Acute bronchitis often begins with an upper respiratory infection in the nose, sinuses, ears, or throat that is usually caused by a virus. Infection with bacteria can sometimes follow a viral infection.
Infants, young children, older people, smokers, and those with lung or heart disease are more vulnerable to developing acute bronchitis from upper respiratory infections. They are also more likely to develop pneumonia from bronchitis. When symptoms last a long time or come back again and again—which often happens in smokers—the condition is called chronic bronchitis.
A cough is the main symptom of bronchitis. It may be a dry cough or produce phlegm (also known as sputum). Phlegm is a collection of mucus and pus-like material containing white blood cells, which fight the infection. When the phlegm is yellowish-green, it's likely you have a bacterial infection. Other common symptoms include:
- sore throat
- low-grade fever
- chest discomfort
- shortness of breath.
If symptoms of acute bronchitis occur in an infant, older adult, or individual who is chronically ill — especially those with lung or heart disease — call a doctor immediately.
Call your doctor if your temperature is above 100° F for more than 3 days, your fever does not come down with acetaminophen or a nonsteroidal anti-inflammatory drug like ibuprofen or naproxen, you have chills that shake your body uncontrollably, you become short of breath, or if your cough gets worse and produces thick mucus that is bloody or smells foul.
Even after the infection clears, a dry, hacking cough can last for several weeks because the airway lining is still irritated.
Your doctor will perform a physical exam that includes listening to your chest through a stethoscope and taking samples of sputum so they can be examined under a microscope for bacteria.
Treating acute bronchitis
Acute bronchitis usually clears up after four or five days without antibiotics. If you have a fever, take acetaminophen or a nonsteroidal anti-inflammatory drug such as ibuprofen or naproxen. Rest and drink plenty of fluids—eight to 12 glasses a day—to thin the phlegm and make it easier to cough it up.

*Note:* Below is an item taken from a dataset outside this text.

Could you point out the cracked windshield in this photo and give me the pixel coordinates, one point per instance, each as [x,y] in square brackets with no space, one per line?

Breathing in warm, moist air also helps loosen the discharge. If you don't have a vaporizer or humidifier, stand in a hot shower for a few minutes or run hot water in the sink and drape a towel over your head while breathing in the steam.
If your doctor thinks that a bacterial infection is causing your bronchitis, and it is not getting better, he or she might prescribe an antibiotic (usually in tablet form) to treat the infection. If the infection is caused by a virus, antibiotics won't work.
Some people with acute bronchitis benefit from using a bronchodilator drug, usually in inhaler form. It can help to open the airways.
Some nonprescription medicines can loosen phlegm or suppress coughing, to help you sleep at night. Ask your doctor which ones he or she recommends.
If you smoke, try not to smoke while you have bronchitis. Staying quit beyond that, and never smoking again, is the most important step you can take to prevent bronchitis from reappearing.